Informations sur la décision

Contenu de la décision

Dossier : 2020-13(IT)I

ENTRE :

JOYCE V. LEWIS,

appelante,

et

SA MAJESTÉ LE ROI,

intimé.

[TRADUCTION FRANÇAISE OFFICIELLE]


 

Appel entendu le 22 mars 2023, à Toronto (Ontario).

Devant : l’honorable juge Bruce Russell


Comparutions :

Avocate de l’appelante :

Me Karen Stephens

Avocats de l’intimé :

Me Christian Brown

Me Katie Beahen

 

JUGEMENT MODIFIÉ

Les appels des nouvelles cotisations de l’appelante pour ses années d’imposition 2012 et 2013 en vertu de la Loi de l’impôt sur le revenu fédérale, tous deux émises le 21 mars 2019, sont par la présente accueillis, et lesdites nouvelles cotisations sont renvoyées au ministre pour nouvel examen et nouvelle cotisation pour les motifs suivants :

a) comme reconnu par l’intimé, l’appelante a bel et bien fait les dons de bienfaisance réclamés pour chacune des années d’imposition 2012 et 2013, ce qui lui donne droit au crédit d’impôt non remboursable approprié pour les dons de bienfaisance pour chacune de ces années;

b) l’appelante a droit à une déduction du revenu pour chacune des deux années d’imposition du montant du revenu de location qui a apparemment été ajouté au revenu total (selon l’avocat de l’intimé, transcription, p. 110); et,

c) le tout sans frais, en raison du succès partagé.

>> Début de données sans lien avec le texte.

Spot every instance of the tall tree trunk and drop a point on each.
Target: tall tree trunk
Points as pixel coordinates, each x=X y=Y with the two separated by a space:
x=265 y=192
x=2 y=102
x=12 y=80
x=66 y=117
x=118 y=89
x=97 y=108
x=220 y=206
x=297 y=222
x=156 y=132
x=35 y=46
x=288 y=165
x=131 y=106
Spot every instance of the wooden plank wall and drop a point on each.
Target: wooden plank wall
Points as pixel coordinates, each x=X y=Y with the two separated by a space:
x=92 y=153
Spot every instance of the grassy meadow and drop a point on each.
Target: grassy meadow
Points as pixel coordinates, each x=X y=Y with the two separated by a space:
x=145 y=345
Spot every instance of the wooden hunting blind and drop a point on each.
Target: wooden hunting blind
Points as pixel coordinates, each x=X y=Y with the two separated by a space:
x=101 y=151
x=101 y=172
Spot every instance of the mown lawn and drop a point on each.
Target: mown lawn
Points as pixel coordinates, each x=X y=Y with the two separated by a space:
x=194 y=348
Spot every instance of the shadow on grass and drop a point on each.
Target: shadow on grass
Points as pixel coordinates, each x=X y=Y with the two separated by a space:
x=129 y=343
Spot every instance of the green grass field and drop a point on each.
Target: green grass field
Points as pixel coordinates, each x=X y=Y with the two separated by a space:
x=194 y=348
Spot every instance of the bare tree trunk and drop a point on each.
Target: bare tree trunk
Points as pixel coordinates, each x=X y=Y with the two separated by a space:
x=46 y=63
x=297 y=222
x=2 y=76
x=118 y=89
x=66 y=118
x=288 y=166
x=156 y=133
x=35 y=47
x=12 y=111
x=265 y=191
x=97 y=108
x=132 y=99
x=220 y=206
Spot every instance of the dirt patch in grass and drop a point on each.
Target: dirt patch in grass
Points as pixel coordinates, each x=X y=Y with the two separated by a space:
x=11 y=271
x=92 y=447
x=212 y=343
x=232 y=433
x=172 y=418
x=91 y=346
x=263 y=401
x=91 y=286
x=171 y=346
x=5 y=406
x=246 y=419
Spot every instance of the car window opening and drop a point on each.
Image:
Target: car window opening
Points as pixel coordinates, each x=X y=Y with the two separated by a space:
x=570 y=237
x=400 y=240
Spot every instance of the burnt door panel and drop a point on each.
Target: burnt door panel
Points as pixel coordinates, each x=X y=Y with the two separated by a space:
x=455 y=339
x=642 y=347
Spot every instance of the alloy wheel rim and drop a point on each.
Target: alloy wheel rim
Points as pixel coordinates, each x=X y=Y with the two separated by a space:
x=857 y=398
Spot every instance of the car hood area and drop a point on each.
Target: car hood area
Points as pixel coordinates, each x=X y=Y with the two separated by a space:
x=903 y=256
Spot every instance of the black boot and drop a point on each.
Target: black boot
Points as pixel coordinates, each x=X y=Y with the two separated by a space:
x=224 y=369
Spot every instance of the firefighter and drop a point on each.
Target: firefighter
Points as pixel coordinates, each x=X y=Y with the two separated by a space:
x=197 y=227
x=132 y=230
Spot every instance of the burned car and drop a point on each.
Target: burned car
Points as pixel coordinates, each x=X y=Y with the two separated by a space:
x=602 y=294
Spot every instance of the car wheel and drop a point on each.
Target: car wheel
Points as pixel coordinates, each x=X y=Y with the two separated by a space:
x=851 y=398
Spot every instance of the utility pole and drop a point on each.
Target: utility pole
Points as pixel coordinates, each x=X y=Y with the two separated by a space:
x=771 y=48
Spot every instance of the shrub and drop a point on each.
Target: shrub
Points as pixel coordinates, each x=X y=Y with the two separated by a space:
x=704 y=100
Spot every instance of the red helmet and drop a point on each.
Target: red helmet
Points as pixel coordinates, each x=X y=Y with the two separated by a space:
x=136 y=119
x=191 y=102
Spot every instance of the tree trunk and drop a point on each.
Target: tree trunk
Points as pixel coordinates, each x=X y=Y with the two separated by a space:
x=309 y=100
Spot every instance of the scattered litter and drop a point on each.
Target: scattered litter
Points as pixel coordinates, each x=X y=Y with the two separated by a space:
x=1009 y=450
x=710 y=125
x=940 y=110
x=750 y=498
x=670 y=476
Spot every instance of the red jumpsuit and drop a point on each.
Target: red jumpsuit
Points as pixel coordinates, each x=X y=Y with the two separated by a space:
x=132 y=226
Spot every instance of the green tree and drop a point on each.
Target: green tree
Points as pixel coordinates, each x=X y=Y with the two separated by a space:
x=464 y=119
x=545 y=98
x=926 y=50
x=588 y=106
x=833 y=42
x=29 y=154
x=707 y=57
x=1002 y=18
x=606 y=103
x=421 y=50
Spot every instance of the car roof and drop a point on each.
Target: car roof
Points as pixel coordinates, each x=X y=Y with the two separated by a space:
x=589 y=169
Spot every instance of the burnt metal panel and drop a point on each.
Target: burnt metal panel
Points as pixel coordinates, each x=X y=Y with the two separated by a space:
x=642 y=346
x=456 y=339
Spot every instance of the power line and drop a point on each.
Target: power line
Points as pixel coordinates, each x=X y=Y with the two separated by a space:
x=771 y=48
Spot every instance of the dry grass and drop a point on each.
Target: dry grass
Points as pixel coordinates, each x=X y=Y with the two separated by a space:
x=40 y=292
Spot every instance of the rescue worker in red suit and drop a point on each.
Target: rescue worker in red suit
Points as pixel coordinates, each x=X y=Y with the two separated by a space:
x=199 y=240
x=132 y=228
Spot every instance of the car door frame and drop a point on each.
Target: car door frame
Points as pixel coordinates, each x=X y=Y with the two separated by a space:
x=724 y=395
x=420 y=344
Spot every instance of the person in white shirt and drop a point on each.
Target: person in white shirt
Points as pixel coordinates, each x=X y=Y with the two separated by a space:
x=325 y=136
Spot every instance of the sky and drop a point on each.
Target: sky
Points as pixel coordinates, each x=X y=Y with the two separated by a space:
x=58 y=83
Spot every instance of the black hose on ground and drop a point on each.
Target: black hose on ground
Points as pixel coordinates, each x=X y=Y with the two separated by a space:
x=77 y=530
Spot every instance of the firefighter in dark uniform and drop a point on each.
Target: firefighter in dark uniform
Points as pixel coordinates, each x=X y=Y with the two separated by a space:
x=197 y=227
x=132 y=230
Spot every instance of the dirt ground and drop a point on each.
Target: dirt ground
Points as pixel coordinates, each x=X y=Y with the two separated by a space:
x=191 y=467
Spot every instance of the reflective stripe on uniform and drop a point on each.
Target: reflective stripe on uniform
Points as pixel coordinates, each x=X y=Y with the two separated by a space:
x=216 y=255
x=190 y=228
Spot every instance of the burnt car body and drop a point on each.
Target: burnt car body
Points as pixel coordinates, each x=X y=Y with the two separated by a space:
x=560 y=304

Le présent jugement modifié remplace le jugement daté du 2 octobre 2024.

Signé à Halifax (Nouvelle-Écosse), ce 25e jour d’octobre 2024.

« B. Russell »

Le juge Russell

 

Traduction certifiée conforme

ce 17e jour de mars 2025.

Manon Duchesne

 


Référence : 2024 CCI 127

Date : 20241022

Dossier : 2020-13(IT)I

ENTRE :

JOYCE V. LEWIS,

appelante,

et

SA MAJESTÉ LE ROI,

intimé.

 

[TRADUCTION FRANÇAISE OFFICIELLE]

MOTIFS DU JUGEMENT MODIFIÉS

Le juge Russell

I. Aperçu

[1] L’appelante, Mme Lewis, interjette appel des nouvelles cotisations établies pour ses années d’imposition 2012 et 2013. Chacune des deux nouvelles cotisations est présumée être « frappée de prescription »; c’est-à-dire qu’elle a été effectuée en vertu de la Loi de l’impôt sur le revenu (Loi) fédérale après l’expiration de la « période normale de nouvelle cotisation » de cette année d’imposition et est donc, sauf exception, invalide.

[2] L’intimé soutient qu’une exception s’applique ici, pour maintenir la validité des nouvelles cotisations par ailleurs frappées de prescription. Cette exception est prévue au sous-alinéa 152(4)a)(i) de la Loi. Cette disposition prévoit qu’une nouvelle cotisation qui serait normalement frappée de prescription (c.-à-d. une cotisation établie après l’expiration de la période normale de nouvelle cotisation) est valide s’il est démontré qu’il y a eu une fausse déclaration dans la déclaration de revenus pertinente attribuable, entre autres, à la négligence ou à l’imprudence du contribuable.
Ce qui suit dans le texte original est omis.